Forecast Description
NCWF-2 produces rapidly-updating probabilistic forecasts of convection that has deemed hazardous to aviation. The system produces 30, 60, 90 and 120 min probabilistic forecasts are every 5 minutes. The frequent update cycle is required to capture rapidly changing nature of thunderstorms which evolve over very short time scales (order 30 min). The goal of this system is to continuously provide the most up-to-date information on convective activity across the CONUS for aviation users including aviation weather forecasters, airline dispatchers, general aviation, and FAA Traffic Management Units and Central Weather Service Units. Forecasts are produced through the following sequence of steps: (1) detection, (2) motion determination, (3) trending, (4) extrapolation, (5) conversion to probabilities and (6) dissemination and display.
Tracking Storms
A spatial average is performed on the NCHD data to remove perishable scales. Averaging is performed using an elliptical filter (filter dimensions = 48 X 12 km2) which is rotated 360 degrees to determine the angle of maximum coverage. The elliptical filter maintains the linear structure of a storm system while removing smaller scale cells that often have a different motion than the line itself. The filtering allows for a better depiction of the line’s propagation, removing contributions from the movement of short-lived cells within the line.

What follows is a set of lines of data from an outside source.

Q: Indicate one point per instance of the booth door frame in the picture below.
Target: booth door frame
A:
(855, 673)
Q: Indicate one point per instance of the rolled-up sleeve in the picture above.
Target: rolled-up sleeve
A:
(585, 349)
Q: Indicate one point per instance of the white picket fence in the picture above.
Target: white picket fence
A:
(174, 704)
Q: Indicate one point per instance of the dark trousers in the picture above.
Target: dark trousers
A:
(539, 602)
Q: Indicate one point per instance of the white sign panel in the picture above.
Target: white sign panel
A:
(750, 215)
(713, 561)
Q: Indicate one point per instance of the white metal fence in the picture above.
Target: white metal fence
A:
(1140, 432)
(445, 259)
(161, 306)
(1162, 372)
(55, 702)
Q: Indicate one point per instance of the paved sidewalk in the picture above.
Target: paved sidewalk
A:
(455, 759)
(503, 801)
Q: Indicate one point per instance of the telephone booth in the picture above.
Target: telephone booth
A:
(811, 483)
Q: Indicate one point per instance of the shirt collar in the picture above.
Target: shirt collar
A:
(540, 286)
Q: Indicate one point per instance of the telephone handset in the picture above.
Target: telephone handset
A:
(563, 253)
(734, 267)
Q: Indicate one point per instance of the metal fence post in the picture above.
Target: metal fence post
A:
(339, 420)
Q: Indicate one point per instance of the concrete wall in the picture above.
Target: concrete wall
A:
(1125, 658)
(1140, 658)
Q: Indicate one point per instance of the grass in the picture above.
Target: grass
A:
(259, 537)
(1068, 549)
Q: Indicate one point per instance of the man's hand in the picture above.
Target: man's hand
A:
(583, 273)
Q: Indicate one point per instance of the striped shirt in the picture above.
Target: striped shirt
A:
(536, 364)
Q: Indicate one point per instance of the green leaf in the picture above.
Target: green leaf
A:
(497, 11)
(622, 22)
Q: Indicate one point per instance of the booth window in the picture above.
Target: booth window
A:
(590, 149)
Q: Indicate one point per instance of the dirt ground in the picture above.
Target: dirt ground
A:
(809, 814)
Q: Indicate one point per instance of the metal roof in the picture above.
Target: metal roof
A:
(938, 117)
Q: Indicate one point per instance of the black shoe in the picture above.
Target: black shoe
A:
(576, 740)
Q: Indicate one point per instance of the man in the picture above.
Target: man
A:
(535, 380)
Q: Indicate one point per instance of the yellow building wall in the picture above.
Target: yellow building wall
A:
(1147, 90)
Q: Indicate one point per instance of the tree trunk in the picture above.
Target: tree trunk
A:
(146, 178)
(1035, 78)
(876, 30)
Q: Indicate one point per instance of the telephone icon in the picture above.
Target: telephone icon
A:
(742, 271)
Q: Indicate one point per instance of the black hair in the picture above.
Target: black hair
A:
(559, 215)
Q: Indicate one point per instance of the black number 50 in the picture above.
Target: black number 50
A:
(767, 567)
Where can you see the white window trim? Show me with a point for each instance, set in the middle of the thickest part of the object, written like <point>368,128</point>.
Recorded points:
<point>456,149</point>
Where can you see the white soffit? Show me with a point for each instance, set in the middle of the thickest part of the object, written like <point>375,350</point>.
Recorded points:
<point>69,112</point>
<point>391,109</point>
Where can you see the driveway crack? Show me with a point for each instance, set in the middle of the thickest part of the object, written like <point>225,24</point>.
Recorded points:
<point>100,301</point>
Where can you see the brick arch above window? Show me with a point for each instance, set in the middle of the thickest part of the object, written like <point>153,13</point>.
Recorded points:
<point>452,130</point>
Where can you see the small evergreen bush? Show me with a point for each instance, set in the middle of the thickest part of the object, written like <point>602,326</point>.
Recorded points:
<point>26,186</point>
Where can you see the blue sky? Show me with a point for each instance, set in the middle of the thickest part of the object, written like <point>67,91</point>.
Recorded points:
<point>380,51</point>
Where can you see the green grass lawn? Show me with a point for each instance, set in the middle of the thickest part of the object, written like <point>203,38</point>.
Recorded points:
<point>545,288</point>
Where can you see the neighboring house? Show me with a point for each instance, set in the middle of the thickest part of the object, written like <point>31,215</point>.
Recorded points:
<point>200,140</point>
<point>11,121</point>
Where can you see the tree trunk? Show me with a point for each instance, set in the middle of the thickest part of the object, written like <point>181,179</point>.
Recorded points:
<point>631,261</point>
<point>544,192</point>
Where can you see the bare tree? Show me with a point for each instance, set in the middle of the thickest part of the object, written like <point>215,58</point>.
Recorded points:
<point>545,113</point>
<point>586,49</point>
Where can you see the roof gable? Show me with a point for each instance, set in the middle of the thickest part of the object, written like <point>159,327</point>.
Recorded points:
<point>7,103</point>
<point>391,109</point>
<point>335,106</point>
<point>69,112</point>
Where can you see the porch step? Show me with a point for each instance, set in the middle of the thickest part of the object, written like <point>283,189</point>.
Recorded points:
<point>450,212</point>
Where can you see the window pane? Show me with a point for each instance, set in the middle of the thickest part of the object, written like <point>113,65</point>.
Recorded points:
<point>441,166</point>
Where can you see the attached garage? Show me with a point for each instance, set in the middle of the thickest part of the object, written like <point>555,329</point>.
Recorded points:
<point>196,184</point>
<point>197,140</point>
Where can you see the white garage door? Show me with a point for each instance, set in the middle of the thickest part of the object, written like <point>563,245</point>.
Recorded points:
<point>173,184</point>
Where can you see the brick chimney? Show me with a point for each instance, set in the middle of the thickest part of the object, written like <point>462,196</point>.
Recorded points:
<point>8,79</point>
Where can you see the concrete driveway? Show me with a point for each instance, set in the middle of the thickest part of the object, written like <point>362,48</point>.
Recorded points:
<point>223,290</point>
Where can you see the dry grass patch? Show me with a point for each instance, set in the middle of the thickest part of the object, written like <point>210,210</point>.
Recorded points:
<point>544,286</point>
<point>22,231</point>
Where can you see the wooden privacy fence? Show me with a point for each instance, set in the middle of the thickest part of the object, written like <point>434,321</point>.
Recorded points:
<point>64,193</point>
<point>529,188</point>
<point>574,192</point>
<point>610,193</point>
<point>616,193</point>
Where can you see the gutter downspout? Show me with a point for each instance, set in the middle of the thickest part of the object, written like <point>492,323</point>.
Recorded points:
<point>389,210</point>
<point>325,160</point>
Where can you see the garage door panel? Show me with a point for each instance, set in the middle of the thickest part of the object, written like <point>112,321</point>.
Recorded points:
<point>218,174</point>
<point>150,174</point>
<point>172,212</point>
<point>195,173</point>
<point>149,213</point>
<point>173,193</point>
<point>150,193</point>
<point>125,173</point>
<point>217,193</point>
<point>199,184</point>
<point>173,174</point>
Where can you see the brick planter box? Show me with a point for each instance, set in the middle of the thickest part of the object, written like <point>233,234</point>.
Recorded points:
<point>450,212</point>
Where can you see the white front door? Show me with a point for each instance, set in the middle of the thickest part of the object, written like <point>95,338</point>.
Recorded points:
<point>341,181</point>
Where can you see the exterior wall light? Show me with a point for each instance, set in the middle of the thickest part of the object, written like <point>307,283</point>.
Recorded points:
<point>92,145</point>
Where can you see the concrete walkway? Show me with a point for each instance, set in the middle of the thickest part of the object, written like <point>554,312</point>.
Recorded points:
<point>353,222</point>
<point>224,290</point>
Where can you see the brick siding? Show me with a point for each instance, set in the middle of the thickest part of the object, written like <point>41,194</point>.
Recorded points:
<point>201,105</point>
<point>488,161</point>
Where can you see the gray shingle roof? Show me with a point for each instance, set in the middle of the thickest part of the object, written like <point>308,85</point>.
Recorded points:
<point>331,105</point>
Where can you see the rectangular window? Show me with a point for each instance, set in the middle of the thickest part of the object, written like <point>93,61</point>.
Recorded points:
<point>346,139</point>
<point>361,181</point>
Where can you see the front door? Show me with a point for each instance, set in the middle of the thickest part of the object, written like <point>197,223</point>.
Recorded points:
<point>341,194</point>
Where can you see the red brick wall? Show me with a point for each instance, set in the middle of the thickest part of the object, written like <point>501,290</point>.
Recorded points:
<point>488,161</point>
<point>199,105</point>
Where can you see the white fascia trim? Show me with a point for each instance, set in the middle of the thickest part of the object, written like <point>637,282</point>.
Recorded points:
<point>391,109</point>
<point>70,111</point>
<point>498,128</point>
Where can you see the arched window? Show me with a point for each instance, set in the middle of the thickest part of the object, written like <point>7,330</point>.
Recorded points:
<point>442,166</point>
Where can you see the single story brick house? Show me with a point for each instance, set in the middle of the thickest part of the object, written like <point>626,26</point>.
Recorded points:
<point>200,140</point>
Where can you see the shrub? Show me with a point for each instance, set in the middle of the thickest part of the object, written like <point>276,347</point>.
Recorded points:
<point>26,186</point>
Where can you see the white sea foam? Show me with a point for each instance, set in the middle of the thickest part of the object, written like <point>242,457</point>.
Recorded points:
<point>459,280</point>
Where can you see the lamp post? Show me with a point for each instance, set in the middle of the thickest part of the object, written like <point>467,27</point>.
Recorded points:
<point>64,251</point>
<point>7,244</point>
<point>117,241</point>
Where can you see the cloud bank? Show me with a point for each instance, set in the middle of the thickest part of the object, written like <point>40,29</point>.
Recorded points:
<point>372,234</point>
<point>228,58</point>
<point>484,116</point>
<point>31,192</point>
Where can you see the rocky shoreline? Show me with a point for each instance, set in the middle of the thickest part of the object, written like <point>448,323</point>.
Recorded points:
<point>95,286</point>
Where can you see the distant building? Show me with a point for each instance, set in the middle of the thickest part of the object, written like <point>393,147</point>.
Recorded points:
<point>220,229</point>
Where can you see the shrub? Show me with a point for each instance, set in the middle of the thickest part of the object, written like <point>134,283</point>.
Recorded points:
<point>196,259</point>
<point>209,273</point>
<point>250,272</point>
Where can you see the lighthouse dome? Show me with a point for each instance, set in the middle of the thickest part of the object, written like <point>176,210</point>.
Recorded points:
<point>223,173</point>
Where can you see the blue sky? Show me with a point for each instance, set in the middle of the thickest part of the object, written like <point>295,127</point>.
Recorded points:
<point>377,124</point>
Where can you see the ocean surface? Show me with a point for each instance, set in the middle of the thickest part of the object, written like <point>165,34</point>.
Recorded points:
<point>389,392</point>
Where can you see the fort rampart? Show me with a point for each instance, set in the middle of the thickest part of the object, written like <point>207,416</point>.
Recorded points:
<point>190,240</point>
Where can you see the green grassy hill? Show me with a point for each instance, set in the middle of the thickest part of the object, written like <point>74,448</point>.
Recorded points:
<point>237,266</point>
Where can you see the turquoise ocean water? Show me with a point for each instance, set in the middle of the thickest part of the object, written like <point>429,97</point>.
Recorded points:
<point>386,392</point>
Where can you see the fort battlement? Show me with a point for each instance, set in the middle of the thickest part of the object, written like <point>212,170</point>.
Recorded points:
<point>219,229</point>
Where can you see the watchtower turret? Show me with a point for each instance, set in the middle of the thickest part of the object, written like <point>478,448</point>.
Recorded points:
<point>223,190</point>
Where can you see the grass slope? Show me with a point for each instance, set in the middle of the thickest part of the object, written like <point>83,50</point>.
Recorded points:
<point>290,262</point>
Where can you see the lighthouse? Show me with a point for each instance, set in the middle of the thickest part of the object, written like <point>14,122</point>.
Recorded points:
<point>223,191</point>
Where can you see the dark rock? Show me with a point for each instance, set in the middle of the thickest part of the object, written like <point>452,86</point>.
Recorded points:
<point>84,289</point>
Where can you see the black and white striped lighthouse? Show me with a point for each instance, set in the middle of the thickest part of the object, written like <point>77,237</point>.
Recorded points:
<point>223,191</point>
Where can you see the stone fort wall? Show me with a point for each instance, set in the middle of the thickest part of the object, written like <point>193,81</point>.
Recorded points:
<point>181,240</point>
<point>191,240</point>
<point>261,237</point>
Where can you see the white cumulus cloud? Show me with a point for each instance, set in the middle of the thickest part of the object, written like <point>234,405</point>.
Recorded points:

National Convective Hazard Detection before and after the elliptical filter is applied. Mouse over the image above to see how the smaller-scale features are removed using an elliptical filter on the line of cells depicted by the NCHD.
The storm shapes are then detected using the Thunderstorm Identification Tracking and Nowcasting (TITAN, Dixon and Wiener 1993) algorithm which is run on the smooth NCHD. TITAN is programmed to detect convective elements by looking for areas with VIP levels greater than 3 exceeding a contiguous area of 520 km2. TITAN matches current and previously determined shapes to determine storm motion (speed and direction).
Smoothed NHCD showing Titan detection with mouse over.
Titan shapes are obtained from the smoothed NCHD field at successive timesteps (see above). The shapes are matched to produce motion vectors for each tracked object.
Mouse over image to see successive Titan detections that are 1 hour apart. The successive detections are used to determine storm motion which is indicated by the black line segments and contours seen in Figure 5.2c.